Testing123 said:
Not to be pedantic, but the "low pass" filter when talking about bayer-pattern digital cameras is the AA filter, the one which "blurs", the one which prevents aliasing by attenuating those high-spatial-resolutions which would alias on the Bayer pattern, passing the low, low pass.
A filter over the sensor which blocks lower wavelengths, IR, would be a "high pass", allowing through the higher frequencies of light, the visible spectrum.
I assume there is a second low pass filter, one blocking UV, but that doesn't get talked about much and said role might be accomplished in other ways.
http://en.wikipedia.org/wiki/Low-pass_filter
Thanks for the correction, I am the one to blame for the mistake not TaoTeJared :)
TaoTeJared said:
I have no clue what the measured WB would be. The shift is so great that I don't think you could change it. I have tried using temperature settings and never got close. All the custom WB does is to shift color in the image and really is better on the computer than camera. I have noticed that the older cameras shift much more than new one's for sure.
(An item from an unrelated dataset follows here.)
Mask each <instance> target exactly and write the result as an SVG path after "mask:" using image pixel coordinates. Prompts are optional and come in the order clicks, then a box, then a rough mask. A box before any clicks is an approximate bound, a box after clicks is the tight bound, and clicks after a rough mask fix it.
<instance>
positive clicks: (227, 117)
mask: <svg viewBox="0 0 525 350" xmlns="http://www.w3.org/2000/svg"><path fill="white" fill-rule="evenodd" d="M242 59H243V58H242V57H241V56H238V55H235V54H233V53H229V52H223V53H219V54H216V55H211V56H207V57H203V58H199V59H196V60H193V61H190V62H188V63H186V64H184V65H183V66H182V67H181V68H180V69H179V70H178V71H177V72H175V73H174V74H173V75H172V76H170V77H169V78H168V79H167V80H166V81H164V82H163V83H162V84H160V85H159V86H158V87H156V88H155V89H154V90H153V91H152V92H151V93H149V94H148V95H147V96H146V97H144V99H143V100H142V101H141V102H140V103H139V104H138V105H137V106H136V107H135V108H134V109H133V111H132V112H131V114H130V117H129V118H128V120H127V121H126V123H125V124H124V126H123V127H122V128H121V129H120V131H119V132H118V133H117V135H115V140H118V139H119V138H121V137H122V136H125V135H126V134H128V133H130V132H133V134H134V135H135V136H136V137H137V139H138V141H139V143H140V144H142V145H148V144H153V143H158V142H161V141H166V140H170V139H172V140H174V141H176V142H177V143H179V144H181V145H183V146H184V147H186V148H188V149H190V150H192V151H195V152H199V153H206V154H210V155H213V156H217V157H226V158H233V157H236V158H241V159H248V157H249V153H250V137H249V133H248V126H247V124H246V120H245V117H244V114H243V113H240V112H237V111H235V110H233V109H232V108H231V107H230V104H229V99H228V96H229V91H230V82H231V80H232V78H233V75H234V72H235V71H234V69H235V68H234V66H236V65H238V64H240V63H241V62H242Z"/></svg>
Maybe the D7000 is "too smart" for the type of IR photography using external filters. I know my D300 didn't work well with the filters at all either due to the low-pass filter.
Yes, the software engineer at Nikon does not like IR photography :) (Just kidding)
I will try to use my D70s NEF file and convert it to a D7000 NEF file, and see what I get. The only problem is that Nikon guys have encrypted the new way they store the WB on newer NEF files, therefore freeware tools that worked smoothly in the past, now they have problems to deal with it.